10.10 Focal stacks and depth of field extension⧉
A single photograph can only be sharp over a limited slab of depth. The optics chapter made this precise: only scene points whose blur disc stays inside an acceptable circle of confusion count as in focus, and that acceptable band — the depth of field — is set by the aperture, the focal length, and the focusing distance. Stop the lens down and the band widens, but you pay twice for it: a smaller aperture lets in less light (more noise) and eventually runs into the diffraction limit, at which point sharpness falls again. So there is a floor. In macro photography, microscopy, product and jewelry shots, or a landscape that wants both a near rock and a far peak crisp, even the smallest usable aperture cannot hold the whole scene in focus at once. These are exactly the cases the optics chapter flagged as unwinnable in a single exposure.
The escape is not to push the optics harder but to change axis. Instead of committing to one focus distance at the instant of exposure, capture a stack of frames focused at different distances, and merge them, keeping each output pixel from the frame in which that scene point is sharpest. As the focus sweeps front to back, the thin in-focus slab marches through depth, so every surface in the scene is sharp in some frame. Stitch the sharp pieces together and you get an all-in-focus (extended depth-of-field) image that no single exposure could have taken.
That is the whole chapter, and it is one idea you have already met three times. The merge is a per-pixel selection — measure local sharpness, take the argmax across the stack — and the good merge is the same graph-cut label choice plus gradient-domain blend that hid the seams in panorama stitching and object compositing.

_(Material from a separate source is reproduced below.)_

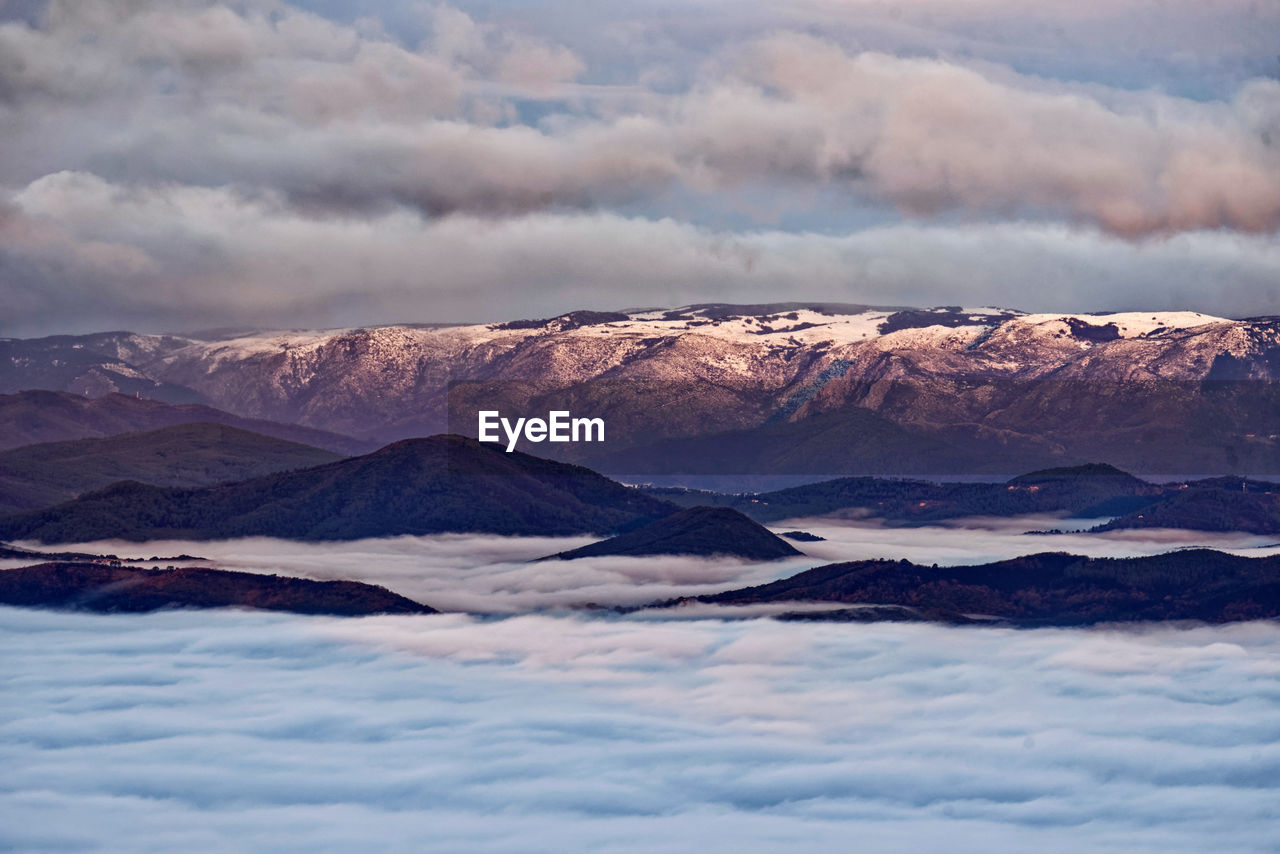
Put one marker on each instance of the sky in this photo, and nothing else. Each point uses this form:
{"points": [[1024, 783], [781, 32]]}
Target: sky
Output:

We will build the simple selection algorithm first, upgrade it to the principled Photomontage version, and close on the capture hardware and the one trap that quietly sabotages a naive stack: refocusing the lens changes the magnification. One flag to plant up front: every merge below assumes the frames are already registered (pixel-aligned); the hardware section at the end explains why that assumption is non-trivial — refocusing subtly rescales the frame — and how to restore it.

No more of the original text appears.